Entre un père champion de boxe française et une mère championne de course à pieds, Eric-Emmanuel Schmitt aurait pu choisir le sport. D’ailleurs, élevé dans la joie au sein d’une famille aimante, le jeune Schmitt pense qu’il n’aime pas lire. Pourtant, c’est très vite qu’il ressent envers la littérature un enthousiasme qu’il ne peut nier. Accompagné par sa mère à une représentation de
Cyrano de Bergerac à Lyon, le jeune Schmitt ressort du spectacle ému aux larmes. Au sortir de la pièce, les yeux rivés sur l’une des affiches de la pièce qu’il vient de voir, il annonce fermement à sa mère : “ je veux être comme le monsieur sur l’affiche”, pointant du doigt non pas le personnage au long nez, mais bien son auteur,
Edmond Rostand. Comme prévu, ses premiers écrits ne se font pas attendre : le jeune homme écrit son premier livre à onze ans et une pièce à seize, intitulée “Grégoire ou pourquoi les petits pois sont-ils verts ?”, une satire sur l'éducation sexuelle. Déjà fort exigeant, ce passionné des aventures d’Arsène Lupin reste cependant mécontent de son travail et préfère remettre ses ambitions d'écrivain à plus tard. Rien ne suffit d’ailleurs à l’adolescent quand il s’agit d’intellect : langues, musique, dessin, théâtre, musique : Eric-Emmanuel Schmitt dévore la culture autant qu’il le peut. En attendant de pouvoir vivre de sa plume, le jeune Eric-Emmanuel, qui se découvre peu à peu grâce à la philosophie, se met à travailler son style avec ardeur et ambition. Étudiant à Lyon au prestigieux lycée du Parc, il intègre ensuite l'École normale supérieure de la rue d’Ulm en philosophie jusqu’en 1985 où il obtient l’agrégation. Sa thèse, intitulée “Diderot et la métaphysique”, sera publiée en 1997.

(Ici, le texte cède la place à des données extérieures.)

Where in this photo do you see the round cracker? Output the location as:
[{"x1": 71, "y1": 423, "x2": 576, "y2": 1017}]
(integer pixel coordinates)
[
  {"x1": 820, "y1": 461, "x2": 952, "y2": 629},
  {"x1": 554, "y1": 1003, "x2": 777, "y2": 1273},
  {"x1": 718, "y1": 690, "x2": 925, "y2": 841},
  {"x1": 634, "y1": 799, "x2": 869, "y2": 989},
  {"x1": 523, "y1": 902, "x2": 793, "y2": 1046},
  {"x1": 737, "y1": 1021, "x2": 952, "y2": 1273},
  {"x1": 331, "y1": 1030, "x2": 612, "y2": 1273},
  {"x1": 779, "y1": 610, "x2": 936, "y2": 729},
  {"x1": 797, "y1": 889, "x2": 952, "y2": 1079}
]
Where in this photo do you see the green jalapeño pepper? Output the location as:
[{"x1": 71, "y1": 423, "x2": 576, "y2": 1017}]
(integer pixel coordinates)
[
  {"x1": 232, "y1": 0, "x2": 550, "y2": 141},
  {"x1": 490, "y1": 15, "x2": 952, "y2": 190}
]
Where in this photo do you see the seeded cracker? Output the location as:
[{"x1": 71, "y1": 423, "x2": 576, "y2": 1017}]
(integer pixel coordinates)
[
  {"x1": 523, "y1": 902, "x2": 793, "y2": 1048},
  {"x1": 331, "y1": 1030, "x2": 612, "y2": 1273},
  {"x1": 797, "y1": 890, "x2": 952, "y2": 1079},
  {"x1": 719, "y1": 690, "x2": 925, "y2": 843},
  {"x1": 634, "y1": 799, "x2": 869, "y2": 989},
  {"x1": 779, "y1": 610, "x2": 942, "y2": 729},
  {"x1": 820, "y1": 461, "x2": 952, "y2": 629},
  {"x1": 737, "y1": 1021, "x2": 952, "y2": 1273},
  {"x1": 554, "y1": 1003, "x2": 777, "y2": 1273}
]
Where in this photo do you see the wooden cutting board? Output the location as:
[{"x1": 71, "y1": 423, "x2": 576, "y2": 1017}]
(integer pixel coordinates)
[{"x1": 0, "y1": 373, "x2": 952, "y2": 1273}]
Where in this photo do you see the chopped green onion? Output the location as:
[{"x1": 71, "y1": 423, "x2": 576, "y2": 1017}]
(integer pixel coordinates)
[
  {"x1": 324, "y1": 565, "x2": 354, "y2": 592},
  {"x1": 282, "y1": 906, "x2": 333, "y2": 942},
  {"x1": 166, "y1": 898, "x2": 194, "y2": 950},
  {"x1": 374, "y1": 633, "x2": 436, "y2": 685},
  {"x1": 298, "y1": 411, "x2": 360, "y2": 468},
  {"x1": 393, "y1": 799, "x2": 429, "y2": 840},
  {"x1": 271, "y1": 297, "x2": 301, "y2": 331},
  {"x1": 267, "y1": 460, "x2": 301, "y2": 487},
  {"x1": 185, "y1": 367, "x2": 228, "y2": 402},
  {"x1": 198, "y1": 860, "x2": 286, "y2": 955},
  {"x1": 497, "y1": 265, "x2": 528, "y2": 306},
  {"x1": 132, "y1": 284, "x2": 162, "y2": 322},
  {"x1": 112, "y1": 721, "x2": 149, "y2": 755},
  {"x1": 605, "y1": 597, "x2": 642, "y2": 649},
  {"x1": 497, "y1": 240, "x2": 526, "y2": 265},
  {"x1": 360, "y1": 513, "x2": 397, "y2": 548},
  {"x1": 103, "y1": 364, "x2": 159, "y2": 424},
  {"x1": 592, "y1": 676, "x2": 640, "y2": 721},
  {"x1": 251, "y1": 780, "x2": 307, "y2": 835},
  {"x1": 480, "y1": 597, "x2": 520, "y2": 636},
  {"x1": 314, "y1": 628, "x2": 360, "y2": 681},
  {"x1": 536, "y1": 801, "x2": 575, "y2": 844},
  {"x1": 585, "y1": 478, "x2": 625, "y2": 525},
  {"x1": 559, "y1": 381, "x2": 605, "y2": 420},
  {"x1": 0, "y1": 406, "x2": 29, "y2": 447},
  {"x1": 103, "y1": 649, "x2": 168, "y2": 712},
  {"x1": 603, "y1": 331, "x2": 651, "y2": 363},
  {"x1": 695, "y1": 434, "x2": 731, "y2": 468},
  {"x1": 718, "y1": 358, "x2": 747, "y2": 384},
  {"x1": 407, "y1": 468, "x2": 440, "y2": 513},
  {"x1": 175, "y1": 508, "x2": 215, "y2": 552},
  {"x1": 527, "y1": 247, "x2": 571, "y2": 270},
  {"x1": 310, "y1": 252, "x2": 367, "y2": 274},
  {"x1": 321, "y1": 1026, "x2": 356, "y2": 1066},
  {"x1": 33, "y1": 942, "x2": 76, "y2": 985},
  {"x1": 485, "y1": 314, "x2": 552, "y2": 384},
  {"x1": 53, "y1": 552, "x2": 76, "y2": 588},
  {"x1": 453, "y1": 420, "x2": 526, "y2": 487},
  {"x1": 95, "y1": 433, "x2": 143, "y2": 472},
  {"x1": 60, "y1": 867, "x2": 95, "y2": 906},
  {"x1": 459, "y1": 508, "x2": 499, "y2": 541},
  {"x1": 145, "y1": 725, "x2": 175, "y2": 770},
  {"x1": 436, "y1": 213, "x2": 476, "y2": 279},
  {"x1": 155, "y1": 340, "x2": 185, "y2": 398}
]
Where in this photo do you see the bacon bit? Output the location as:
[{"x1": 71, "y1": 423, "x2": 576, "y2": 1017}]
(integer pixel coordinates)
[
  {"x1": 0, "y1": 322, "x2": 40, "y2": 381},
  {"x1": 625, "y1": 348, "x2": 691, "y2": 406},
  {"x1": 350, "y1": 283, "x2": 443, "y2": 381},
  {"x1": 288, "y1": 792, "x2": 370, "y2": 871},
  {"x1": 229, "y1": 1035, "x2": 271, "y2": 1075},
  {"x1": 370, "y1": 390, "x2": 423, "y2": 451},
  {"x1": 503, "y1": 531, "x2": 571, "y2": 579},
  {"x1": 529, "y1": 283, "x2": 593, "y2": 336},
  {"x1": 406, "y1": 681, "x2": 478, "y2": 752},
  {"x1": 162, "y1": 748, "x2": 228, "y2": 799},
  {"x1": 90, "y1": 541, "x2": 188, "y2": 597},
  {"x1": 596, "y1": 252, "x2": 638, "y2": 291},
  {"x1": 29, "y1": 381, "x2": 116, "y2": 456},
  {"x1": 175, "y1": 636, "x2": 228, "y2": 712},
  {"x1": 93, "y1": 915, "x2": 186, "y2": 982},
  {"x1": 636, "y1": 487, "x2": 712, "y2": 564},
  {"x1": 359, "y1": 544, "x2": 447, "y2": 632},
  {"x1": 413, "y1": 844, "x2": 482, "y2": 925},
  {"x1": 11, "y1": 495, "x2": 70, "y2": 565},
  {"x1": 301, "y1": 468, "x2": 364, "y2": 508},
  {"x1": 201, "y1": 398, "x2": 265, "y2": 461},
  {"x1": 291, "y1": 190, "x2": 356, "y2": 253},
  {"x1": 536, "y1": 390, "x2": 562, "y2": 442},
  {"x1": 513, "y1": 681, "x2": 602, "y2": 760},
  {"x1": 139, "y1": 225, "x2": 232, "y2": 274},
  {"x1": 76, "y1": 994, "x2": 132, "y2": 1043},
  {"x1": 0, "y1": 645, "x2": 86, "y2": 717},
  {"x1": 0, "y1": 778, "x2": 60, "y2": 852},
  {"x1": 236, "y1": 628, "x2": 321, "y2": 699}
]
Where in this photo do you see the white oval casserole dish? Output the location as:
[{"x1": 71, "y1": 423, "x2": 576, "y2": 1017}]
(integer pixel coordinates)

L’année 1991 sonne le début d’un fulgurant succès pour Eric-Emmanuel Schmitt.
La Nuit de Valognes, sa première pièce, propose une variation moderne sur le mythe de Don Juan. Triomphante, elle est celle qui le révèle au grand public en France, avant d’être rapidement reprise en Angleterre. Soutenu par la critique, Schmitt propose une seconde pièce dès 1944,
Le Visiteur, qui lui vaut trois prix lors de la Nuit des Molières la même année. Hypothétique rencontre entre Freud et Dieu, ce récit devenu un classique du répertoire international, lui permet, grâce à l’ampleur de son retentissement, de quitter son poste de maître de conférence en philosophie afin de se consacrer entièrement à l’écriture. La décennie 90 sera ponctuée de plusieurs autres succès pour l’écrivain, parmi lesquels
Variations énigmatiques, mis en scène avec Alain Delon et Francis Huster, ainsi que Frédérick ou le Boulevard du crime en 1998.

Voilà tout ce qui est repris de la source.